In 2022, a £1 million fund was launched and, to his credit, Brian made a personal donation. I quote from the Food Project website:
“Through this fund, over 800 commercial fridges and freezers were distributed to key locations across all four nations of the UK. Together they are helping food charities rescue tonnes of additional fresh and frozen surplus food every week – food that was at risk of being wasted. This first initiative highlighted the urgent need to do more.”
I am not going to knock this since it means that food which would otherwise be chucked away will now be offered to people in food poverty. According to the website, some 95,000 people have benefitted from this initiative and while this will only make a small dent in the overall total, acknowledged by the charity there being 13 million people currently suffering from food insecurity, it is nonetheless a positive move. Furthermore, a grant was given to the Trussell Trust, the food bank I volunteer at, which again is A Good Thing.
Of the 800 freezers and fridges being donated, approximately none are coming to us. I’m not sure it suits our model to be honest. The stuff we take in is more “long life” products in tins and packets. I’d like Brian to go much further.
I am reasonably sure the old boy means well. And I suppose I should welcome the fact that although he lives in unimaginable luxury in a variety of homes and palaces, he has some kind of sense of awareness of the lives of many millions of poor people. Doing something is always better than nothing. But given his vast – some would say obscene – levels of wealth, should he not be doing a great deal more and indeed donating a great deal more?
And he’s the head of state. He meets the prime minister every week and presumably has numerous contacts in the upper echelons of society. It’s safe to say that any concerns Brian may have had during 14 longs years of Tory misrule were ignored by the governments led by David Cameron, Theresa May, Boris Johnson, Liz Truss and finally, thank God finally, Rishi Sunak, but surely with a new Labour government, which has promised to improve the lot of working people, he should be knocking at an open door. Although the king has no real power as such, it’s his influence as a royal that just might make a difference. If one bloke can have circa £2 billion sloshing around in his bank accounts,the irony of 13 million people suffering from food insecurity, a figure which of course includes millions of children, must surely not be lost on him, nor anyone else.
I look upon Brian’s initiative as being a start, nothing more. A welcome and positive start, for sure, but that’s all. Today, as with every nearly other Thursday in the last two years, I will be doing my bit to help those who have nothing. Our food bank is now a major priority in my life that takes precedent to almost everything else. That’s obviously not me being a hero or a martyr to the cause – that would be pathetic and silly – but it’s my commitment to a world I never imagined I would ever see.
I’ve seen poverty from both sides now, as someone who was brought up in poverty to viewing it from the outside. I didn’t realise just how bad it was when I was young and poor because I was shielded by a loving mother and a generous absent father who ensured we kept a roof over our heads. But I know now and seeing others struggle, in what is still a rich and prosperous country, drives me forwards.

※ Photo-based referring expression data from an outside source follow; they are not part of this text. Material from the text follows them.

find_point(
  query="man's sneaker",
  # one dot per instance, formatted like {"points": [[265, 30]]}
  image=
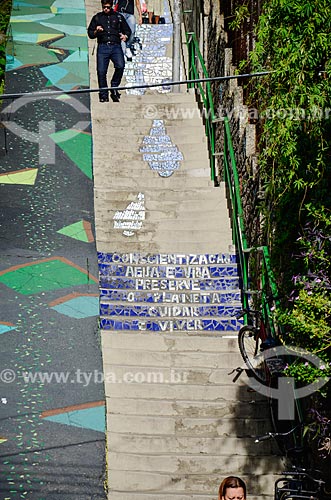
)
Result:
{"points": [[114, 95], [128, 54]]}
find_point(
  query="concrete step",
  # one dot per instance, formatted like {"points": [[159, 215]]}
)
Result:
{"points": [[216, 363], [151, 234], [165, 342], [201, 195], [171, 246], [190, 207], [163, 226], [145, 170], [193, 464], [185, 427], [142, 120], [217, 410], [125, 150], [151, 180], [221, 446], [136, 137], [182, 483], [143, 297], [155, 98], [117, 495]]}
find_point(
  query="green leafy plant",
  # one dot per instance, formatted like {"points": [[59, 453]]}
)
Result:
{"points": [[293, 41]]}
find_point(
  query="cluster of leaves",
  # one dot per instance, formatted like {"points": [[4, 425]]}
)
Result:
{"points": [[293, 41], [5, 10]]}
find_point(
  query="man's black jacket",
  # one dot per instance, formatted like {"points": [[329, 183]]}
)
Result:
{"points": [[113, 24]]}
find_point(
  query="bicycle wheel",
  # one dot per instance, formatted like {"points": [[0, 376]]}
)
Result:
{"points": [[249, 346]]}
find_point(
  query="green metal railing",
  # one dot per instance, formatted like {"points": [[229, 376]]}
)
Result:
{"points": [[253, 261], [196, 68]]}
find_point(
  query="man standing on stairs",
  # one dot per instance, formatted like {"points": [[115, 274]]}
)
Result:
{"points": [[126, 8], [110, 29]]}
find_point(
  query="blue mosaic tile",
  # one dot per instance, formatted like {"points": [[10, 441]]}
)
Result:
{"points": [[169, 272], [180, 311], [170, 298], [179, 285], [166, 259], [171, 325]]}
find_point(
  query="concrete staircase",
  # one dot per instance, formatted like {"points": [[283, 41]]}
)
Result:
{"points": [[179, 419]]}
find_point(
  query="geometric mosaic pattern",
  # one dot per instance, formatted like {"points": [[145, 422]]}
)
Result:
{"points": [[86, 416], [81, 230], [77, 306], [44, 275]]}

Maybe the king has come to a similar kind of place from a very different background? And maybe we should credit him with having the decency to acknowledge the state we are in and that all of us, those at the top, those at the bottom and those in the middle, which is most of us, have a role to play?
I will still have deep unease about someone so fabulously rich, who collects millions from the public, from government and from charities, over and above his income from the crown, being involved in food poverty and food insecurity. In truth, the Dispatches programme made me very angry at the sheer greed of this dysfunctional family.
I see food poverty as a crime against humanity, I really do, not least because it came about directly as a result of government strategies and policies. Brian ascended to the throne as the Conservatives finally started to crumble so in some ways he has a clean slate to work with. If The Coronation Food Project represents just the beginning of the fight against food poverty, maybe he will have some kind of legacy he could be proud of. If this is it, just tokenism, for a few positive column inches and the opportunity to shake hands with and wave at people, then we will still be in this place when Prince William takes over at the top. And we will all be able to say: what was the point of that?